When I use the term “content marketing” I sometimes get a puzzled look from at least one individual who isn’t familiar with the term. There’s a reason for that. Google Trends says the word didn’t start coming in practice until 2007 on any measurable level. (I love Google Trends by the way. It’s a great way to test the vocabulary you use against the general habits of the Google-using population.)
Content has always been part of marketing. Copywriters are the ancestors to current content marketers today. The difference is that content used in marketing is no longer expected to come from the marketing or advertising agencies hired to help business, organizations, or causes spread their message. Content, in large part because of the social media revolution, is no longer relegated to agencies but is expected to come from specific leaders within organizations.

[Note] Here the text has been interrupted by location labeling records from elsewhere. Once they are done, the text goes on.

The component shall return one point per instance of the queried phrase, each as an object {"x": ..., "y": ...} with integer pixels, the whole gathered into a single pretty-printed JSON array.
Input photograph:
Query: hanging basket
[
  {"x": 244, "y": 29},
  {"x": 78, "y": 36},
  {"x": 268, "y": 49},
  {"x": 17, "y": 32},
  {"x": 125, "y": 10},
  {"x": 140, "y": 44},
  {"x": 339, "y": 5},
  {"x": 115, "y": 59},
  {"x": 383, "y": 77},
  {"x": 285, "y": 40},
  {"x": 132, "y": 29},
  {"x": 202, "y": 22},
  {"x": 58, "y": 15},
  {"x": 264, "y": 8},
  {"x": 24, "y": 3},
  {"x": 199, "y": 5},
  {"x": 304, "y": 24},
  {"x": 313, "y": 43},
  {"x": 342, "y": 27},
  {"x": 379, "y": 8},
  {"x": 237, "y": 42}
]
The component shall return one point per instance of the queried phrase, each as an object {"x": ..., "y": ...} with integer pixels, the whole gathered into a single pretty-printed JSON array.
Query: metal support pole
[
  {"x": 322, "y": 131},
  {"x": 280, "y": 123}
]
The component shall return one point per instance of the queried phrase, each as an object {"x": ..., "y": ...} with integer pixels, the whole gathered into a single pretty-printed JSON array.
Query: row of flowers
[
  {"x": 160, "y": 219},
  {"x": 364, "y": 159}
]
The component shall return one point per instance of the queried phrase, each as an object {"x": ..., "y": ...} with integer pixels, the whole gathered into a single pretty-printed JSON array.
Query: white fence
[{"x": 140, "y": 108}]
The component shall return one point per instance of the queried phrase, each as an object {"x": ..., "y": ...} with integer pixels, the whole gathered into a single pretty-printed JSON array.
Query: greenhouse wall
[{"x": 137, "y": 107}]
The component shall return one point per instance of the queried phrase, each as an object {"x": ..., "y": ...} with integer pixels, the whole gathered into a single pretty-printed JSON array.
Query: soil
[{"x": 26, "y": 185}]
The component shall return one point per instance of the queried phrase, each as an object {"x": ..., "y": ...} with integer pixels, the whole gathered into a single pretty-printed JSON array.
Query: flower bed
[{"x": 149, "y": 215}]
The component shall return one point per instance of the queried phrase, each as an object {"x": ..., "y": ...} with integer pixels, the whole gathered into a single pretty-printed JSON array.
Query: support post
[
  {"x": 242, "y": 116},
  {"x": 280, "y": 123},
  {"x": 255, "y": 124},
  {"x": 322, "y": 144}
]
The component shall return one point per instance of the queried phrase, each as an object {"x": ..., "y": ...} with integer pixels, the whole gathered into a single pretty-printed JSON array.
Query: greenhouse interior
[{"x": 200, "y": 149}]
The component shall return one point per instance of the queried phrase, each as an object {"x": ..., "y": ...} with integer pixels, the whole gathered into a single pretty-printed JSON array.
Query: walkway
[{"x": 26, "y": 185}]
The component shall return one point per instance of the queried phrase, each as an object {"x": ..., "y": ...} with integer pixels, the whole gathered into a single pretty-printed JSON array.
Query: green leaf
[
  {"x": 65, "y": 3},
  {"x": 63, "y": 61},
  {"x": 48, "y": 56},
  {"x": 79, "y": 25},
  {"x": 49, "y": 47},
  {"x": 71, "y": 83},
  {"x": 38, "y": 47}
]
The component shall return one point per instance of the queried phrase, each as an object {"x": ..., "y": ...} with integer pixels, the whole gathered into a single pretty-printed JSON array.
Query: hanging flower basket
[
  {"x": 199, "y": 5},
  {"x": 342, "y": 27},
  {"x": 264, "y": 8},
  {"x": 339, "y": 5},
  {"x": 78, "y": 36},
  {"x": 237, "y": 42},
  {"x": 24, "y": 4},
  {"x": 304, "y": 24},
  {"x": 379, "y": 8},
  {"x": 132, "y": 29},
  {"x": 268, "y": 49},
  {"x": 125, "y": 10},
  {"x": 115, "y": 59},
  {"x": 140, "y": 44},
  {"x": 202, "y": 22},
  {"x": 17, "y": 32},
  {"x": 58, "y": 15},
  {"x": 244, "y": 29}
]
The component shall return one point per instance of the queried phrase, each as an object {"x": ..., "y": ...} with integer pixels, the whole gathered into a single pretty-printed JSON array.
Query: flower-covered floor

The clinical term for this revolution is inbound marketing. People don’t want to be interrupted. They want to search and find you, research you, and then determine whether or not they want to engage with you. Content helps businesses do that effectively and efficiently.
My definition of content marketing is this: spreading your message through keyword-driven copy that provides implicit and explicit benefit to the reader.
Content Marketing is…
- …a conversation with an identified audience.
- …a commitment to consistent, relevant copy that doesn’t ask me to buy something.
- …grounded in the idea that people would rather discover you first.
Content Marketing is not…
- …a one-time effort.
- …an attempt to control the conversation or engineer a specific response.
- …a quick way to more sales, revenue, or brand awareness.
Content Marketing is the test the marketplace presents to businesses, organizations, and causes to determine whether or not you’re interested in solving problems or selling widgets.
Is content marketing part of your growth strategy?
Ben Stroup is a content activist in a post-paragraph world. He is chief broker of opportunity at Ben Stroup Enterprises. Connect with Ben via email, Twitter, and Google+. Subscribe via email to learn how to use content to move people to action.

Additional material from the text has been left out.